Uneasiness and curiosity drove me thither at the appointed hour. The Baroness was waiting for me. “The Countess is at church,” said she, “let me take advantage of her short absence, and commit a little treachery; but take heed not so betray me to my friend!”
“Certainly not,” I replied, my curiosity being harrowed up to the highest degree by this exordium.

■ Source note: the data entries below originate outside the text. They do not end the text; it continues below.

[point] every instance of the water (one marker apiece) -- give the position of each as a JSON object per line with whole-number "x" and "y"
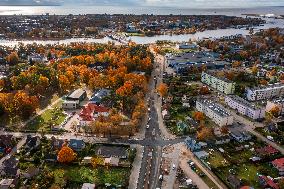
{"x": 144, "y": 40}
{"x": 63, "y": 10}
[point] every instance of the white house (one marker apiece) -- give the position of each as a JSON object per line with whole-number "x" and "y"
{"x": 221, "y": 84}
{"x": 71, "y": 105}
{"x": 279, "y": 102}
{"x": 244, "y": 107}
{"x": 215, "y": 112}
{"x": 268, "y": 92}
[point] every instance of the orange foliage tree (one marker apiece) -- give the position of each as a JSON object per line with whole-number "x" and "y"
{"x": 198, "y": 116}
{"x": 66, "y": 155}
{"x": 205, "y": 133}
{"x": 162, "y": 89}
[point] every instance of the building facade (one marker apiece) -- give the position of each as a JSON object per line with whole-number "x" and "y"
{"x": 271, "y": 91}
{"x": 279, "y": 102}
{"x": 215, "y": 112}
{"x": 221, "y": 84}
{"x": 244, "y": 107}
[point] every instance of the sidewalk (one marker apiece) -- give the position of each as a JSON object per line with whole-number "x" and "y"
{"x": 135, "y": 171}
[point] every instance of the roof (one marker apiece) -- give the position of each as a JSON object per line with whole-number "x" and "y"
{"x": 76, "y": 144}
{"x": 112, "y": 161}
{"x": 242, "y": 101}
{"x": 112, "y": 151}
{"x": 267, "y": 150}
{"x": 88, "y": 186}
{"x": 218, "y": 109}
{"x": 76, "y": 94}
{"x": 6, "y": 182}
{"x": 88, "y": 111}
{"x": 201, "y": 154}
{"x": 279, "y": 163}
{"x": 269, "y": 182}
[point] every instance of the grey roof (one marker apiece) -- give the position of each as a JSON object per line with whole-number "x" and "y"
{"x": 269, "y": 86}
{"x": 218, "y": 109}
{"x": 244, "y": 102}
{"x": 112, "y": 151}
{"x": 76, "y": 94}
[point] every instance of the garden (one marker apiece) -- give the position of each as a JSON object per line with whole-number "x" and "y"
{"x": 236, "y": 160}
{"x": 48, "y": 119}
{"x": 54, "y": 173}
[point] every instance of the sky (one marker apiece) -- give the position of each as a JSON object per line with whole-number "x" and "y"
{"x": 159, "y": 3}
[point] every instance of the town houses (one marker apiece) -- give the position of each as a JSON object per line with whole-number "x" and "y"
{"x": 215, "y": 112}
{"x": 266, "y": 92}
{"x": 244, "y": 107}
{"x": 221, "y": 84}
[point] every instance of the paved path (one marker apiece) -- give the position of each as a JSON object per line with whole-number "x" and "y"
{"x": 171, "y": 178}
{"x": 14, "y": 150}
{"x": 192, "y": 175}
{"x": 249, "y": 126}
{"x": 136, "y": 166}
{"x": 204, "y": 169}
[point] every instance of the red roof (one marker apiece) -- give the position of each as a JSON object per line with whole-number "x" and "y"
{"x": 279, "y": 163}
{"x": 87, "y": 113}
{"x": 267, "y": 150}
{"x": 269, "y": 182}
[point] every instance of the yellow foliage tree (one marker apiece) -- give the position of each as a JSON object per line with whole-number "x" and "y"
{"x": 66, "y": 155}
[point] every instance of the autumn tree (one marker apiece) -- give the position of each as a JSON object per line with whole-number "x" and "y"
{"x": 204, "y": 90}
{"x": 236, "y": 64}
{"x": 275, "y": 111}
{"x": 12, "y": 58}
{"x": 162, "y": 89}
{"x": 66, "y": 155}
{"x": 254, "y": 70}
{"x": 198, "y": 116}
{"x": 263, "y": 82}
{"x": 224, "y": 130}
{"x": 205, "y": 133}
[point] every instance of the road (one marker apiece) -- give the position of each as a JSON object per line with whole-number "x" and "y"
{"x": 14, "y": 150}
{"x": 249, "y": 126}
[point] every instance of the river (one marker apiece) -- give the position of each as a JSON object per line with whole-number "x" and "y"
{"x": 271, "y": 23}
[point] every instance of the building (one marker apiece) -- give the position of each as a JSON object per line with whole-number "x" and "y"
{"x": 279, "y": 165}
{"x": 187, "y": 46}
{"x": 184, "y": 61}
{"x": 92, "y": 111}
{"x": 268, "y": 92}
{"x": 244, "y": 107}
{"x": 7, "y": 183}
{"x": 215, "y": 112}
{"x": 279, "y": 102}
{"x": 74, "y": 99}
{"x": 221, "y": 84}
{"x": 71, "y": 105}
{"x": 76, "y": 145}
{"x": 77, "y": 95}
{"x": 88, "y": 186}
{"x": 240, "y": 136}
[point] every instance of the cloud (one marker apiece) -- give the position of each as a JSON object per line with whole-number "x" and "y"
{"x": 160, "y": 3}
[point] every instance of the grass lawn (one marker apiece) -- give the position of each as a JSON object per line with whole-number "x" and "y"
{"x": 216, "y": 160}
{"x": 78, "y": 175}
{"x": 43, "y": 121}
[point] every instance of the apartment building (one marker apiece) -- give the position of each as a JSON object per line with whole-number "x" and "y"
{"x": 244, "y": 107}
{"x": 279, "y": 102}
{"x": 221, "y": 84}
{"x": 268, "y": 92}
{"x": 215, "y": 112}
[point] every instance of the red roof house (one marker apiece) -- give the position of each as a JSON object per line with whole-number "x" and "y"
{"x": 267, "y": 182}
{"x": 279, "y": 164}
{"x": 92, "y": 111}
{"x": 267, "y": 150}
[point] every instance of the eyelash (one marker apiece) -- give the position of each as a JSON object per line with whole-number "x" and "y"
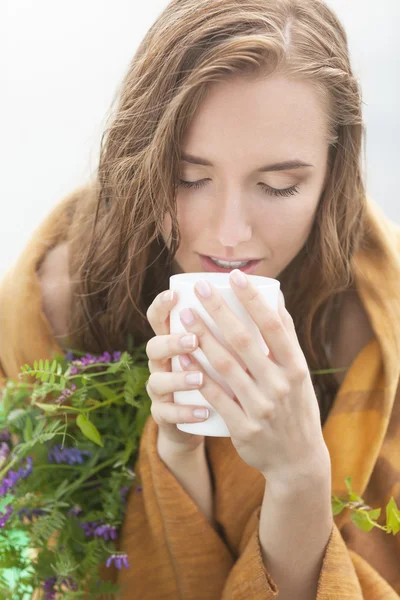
{"x": 266, "y": 188}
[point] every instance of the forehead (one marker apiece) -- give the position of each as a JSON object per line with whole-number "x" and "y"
{"x": 272, "y": 116}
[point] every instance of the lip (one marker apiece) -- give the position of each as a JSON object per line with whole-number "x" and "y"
{"x": 209, "y": 266}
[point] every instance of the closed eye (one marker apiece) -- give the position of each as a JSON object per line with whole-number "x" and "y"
{"x": 290, "y": 191}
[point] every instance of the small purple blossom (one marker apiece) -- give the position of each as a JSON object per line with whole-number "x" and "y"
{"x": 4, "y": 452}
{"x": 70, "y": 456}
{"x": 91, "y": 359}
{"x": 30, "y": 513}
{"x": 49, "y": 586}
{"x": 5, "y": 435}
{"x": 107, "y": 532}
{"x": 75, "y": 510}
{"x": 119, "y": 560}
{"x": 5, "y": 515}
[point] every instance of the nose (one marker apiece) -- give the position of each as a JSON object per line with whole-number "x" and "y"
{"x": 231, "y": 220}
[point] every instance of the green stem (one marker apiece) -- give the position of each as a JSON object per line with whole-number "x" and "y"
{"x": 86, "y": 475}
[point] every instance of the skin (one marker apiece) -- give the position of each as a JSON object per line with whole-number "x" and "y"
{"x": 241, "y": 126}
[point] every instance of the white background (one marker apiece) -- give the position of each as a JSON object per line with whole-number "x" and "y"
{"x": 63, "y": 61}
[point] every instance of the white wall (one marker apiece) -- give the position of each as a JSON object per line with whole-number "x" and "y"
{"x": 64, "y": 61}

“All that I have to disclose to you is contained in two words: you are beloved, my Lord!”
“My Lady!”---
“Give me leave to relate the matter in a proper manner.” The Baroness, seemed delighted with my astonishment, continued, “recollect your first interview with the Countess; you have not been indifferent to her already, at the time when she accepted the ring which you offered her; however, the good Countess did not know it then herself. She fancied her sentiments to be merely the effects of the gratitude which she imagined the owed you, because you have been the primary cause of the long wished for apparition of her deceased Lord. However, that apparition which declared you, afterwards, the son of the murderer, made thereby Amelia think it her duty to restrain her kindness for you. The difficulty which she had to submit to the voice of duty, told her plainly, that in her heart something more than gratitude was panting for you. Fortunately, the ghost himself had desired her to forgive the murderer; she imagined, therefore, it would be but just to extend the forgiveness to the son. She did not foresee that her tenderness for you, covered by that pretext, would find so much the less difficulty to steal again into the heart which it scarcely had been expelled. Not before Amelia’s tenderness for you rose to a degree, which left no room for doubt of her attachment for you, did she perceive that her readiness to be reconciled to you, originated less from the request of the ghost, than from that of her own heart. You may believe me, my Lord, that it was no easy matter to draw these particulars from Amelia’s lips. She concealed carefully in her bosom a passion, the existence of which she trembled to confess. She had made a vow of eternal fidelity to her late Lord, and although she fancied she had not violated her promise by voluntary sentiments, yet a confession of these sentiments, though deposited only in the bosom of an intimate friend, appeared to her a profanation of her solemn declaration. However her speaking frequently of you with evident marks of partiality, made me, nevertheless, suspect a part of the secret, which the Irishman’s vision unfolded entirely to me.